We left Oberg with about 10 minutes to spare with the desire to be done running. I was desperately trying not to think about the course that stood between me and the finish line. One step at a time and I would deal with it as it came. We moved slowly and while I watched the mileage slowly tick by on my garmin I refused to pay attention to what our finishing time would be. Those roots that I so admired on the first half of the race were no longer admired but dreaded. My feet hurt, my quads hurt and oh did I mention it was hot? We learned to appreciate when the sun was hidden by clouds and we could feel a small breeze in the air. The breeze helped to keep the bugs out of our faces. I don't think I mentioned the bugs. The gnats and flies were out in abundance. They were loving the perfect weather conditions.
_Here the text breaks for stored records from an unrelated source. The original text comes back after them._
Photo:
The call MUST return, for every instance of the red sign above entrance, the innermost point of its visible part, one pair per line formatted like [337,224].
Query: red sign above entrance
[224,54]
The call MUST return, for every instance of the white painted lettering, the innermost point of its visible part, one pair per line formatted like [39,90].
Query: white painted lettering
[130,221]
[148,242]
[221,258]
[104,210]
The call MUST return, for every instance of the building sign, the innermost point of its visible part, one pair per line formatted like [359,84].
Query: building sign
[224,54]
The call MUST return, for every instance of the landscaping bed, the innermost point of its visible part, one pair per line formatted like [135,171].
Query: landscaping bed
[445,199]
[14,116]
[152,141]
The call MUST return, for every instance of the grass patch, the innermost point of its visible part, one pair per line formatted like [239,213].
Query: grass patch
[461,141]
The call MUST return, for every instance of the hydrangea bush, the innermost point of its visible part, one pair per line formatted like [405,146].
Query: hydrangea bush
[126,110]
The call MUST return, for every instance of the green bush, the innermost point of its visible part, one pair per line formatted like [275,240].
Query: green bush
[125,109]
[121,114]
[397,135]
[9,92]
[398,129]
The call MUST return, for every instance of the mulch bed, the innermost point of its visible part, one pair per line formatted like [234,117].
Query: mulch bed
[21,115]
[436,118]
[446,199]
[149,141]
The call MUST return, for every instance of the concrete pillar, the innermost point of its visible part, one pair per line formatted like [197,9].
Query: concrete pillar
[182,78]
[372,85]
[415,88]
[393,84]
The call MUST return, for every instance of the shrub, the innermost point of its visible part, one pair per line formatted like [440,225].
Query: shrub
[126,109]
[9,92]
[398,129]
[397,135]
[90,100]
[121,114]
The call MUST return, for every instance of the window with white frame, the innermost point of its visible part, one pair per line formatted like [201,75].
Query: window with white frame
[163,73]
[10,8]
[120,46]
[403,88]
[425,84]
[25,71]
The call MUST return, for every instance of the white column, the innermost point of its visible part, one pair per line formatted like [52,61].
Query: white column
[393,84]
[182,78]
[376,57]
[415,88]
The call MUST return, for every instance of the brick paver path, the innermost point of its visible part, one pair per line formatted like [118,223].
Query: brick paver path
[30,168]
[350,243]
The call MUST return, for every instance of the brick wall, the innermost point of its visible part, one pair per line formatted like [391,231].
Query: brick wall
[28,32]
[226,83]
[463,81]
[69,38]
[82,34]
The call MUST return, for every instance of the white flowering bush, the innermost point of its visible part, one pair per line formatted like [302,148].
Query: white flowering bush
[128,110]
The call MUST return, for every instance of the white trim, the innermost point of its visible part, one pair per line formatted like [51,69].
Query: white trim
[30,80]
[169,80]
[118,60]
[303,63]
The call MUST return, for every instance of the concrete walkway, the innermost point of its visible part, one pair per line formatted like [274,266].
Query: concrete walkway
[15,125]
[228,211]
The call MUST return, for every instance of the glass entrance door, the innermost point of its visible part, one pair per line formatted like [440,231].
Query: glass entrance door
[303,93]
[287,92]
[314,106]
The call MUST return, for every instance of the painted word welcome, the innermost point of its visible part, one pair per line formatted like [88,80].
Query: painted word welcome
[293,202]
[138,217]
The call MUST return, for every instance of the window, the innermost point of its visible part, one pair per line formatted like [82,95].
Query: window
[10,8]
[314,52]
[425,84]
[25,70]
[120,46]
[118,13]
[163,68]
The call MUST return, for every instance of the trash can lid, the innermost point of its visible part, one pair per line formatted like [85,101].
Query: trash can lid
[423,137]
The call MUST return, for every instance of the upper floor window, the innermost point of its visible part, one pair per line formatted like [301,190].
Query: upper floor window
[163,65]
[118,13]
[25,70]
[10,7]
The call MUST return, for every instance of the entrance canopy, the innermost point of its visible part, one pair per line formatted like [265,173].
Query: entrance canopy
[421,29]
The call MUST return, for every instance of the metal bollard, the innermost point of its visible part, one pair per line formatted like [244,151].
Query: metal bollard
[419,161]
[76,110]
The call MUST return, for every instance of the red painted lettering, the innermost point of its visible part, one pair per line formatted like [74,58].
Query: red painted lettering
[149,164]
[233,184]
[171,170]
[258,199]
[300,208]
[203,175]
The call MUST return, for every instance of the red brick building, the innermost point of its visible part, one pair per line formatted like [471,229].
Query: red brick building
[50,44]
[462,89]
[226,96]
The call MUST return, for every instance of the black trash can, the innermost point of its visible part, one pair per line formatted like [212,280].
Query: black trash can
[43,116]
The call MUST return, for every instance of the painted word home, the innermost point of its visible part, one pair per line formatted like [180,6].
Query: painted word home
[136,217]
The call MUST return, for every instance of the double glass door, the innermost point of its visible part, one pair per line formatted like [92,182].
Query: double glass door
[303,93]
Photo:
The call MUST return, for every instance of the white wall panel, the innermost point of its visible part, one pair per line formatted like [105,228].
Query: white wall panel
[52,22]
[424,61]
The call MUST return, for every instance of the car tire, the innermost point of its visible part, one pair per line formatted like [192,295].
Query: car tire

|This was the view I saw all day as I chased the elusive runner through the woods.|
|These flowers loved the wet muddy spaces on the trail.|
|The Campground signaling it is all downhill to the finish. (well almost)|
Finished in 8:37:15. Overall 167/177, 41/45 females and 3/3 Grand Masters. Not the fastest of races but on a difficult course with the heat anything less than 9 hours was a roaring success!